Autre option, deux plateformes d’observation au sommet de la colline de Toompea – Kohtuotsa et Patkuli – mais mieux vaut s’y rendre tôt ou tard dans la journée, car les lieux deviennent vite bondés quand arrivent les excursionnistes des bateaux de croisière.
Le quartier de Kalamaja, situé au bord du golfe de Finlande, mérite amplement le détour. Son attraction principale est le Musée maritime estonien, mais en poursuivant votre promenade en direction opposée à la vieille ville, vous découvrirez une foule de restaurants, cafés, bars et boutiques.
Mon séjour à Tallinn a coïncidé avec la Song and Dance Celebration, organisée tous les cinq ans, mais le site spectaculaire du festival se visite toute l’année.

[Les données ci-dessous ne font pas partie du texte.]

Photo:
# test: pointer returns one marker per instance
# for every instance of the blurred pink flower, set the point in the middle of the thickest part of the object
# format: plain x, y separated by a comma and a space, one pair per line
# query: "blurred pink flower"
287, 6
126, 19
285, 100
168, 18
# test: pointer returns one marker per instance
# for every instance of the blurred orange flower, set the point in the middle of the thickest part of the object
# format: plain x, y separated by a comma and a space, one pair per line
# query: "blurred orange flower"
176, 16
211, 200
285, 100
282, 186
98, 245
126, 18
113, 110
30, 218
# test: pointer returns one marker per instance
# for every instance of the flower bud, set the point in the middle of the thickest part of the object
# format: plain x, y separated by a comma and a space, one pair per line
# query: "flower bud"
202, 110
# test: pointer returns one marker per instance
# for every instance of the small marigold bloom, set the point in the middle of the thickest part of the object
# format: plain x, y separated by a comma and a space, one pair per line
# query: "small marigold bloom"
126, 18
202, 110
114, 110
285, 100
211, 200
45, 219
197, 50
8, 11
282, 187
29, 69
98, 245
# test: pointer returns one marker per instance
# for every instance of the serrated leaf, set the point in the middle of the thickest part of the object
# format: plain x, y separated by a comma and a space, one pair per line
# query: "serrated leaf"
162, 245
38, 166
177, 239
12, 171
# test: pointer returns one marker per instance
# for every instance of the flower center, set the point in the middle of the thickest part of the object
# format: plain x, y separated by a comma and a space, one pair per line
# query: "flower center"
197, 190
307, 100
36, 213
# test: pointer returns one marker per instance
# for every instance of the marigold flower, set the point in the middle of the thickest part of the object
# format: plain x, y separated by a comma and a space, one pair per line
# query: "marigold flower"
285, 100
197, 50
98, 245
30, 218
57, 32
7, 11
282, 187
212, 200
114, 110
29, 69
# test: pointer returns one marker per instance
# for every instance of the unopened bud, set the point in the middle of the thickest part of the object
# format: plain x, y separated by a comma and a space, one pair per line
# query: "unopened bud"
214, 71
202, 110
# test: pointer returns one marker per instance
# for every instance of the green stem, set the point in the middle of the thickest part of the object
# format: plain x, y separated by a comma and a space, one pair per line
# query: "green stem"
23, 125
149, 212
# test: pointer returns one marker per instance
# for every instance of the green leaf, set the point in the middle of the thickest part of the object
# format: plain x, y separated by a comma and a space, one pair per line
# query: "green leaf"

Si les Estoniens ont toujours partagé un goût prononcé pour le chant, ces célébrations sont devenues un moyen de protester en entonnant des chansons nationales plutôt que la propagande soviétique, jusqu’à la Révolution chantante qui a permis aux trois États baltes de retrouver leur indépendance.
Cette histoire se découvre au mieux au Musée Vabamu des occupations et de la liberté, qui couvre à la fois les occupations nazie et soviétique, ainsi qu’au site KGB Prison Cells.
Comme mentionné plus haut, combiner les capitales baltes au sein d’un même grand voyage est un choix très répandu, mais depuis Tallinn, Helsinki n’est qu’à deux heures de ferry.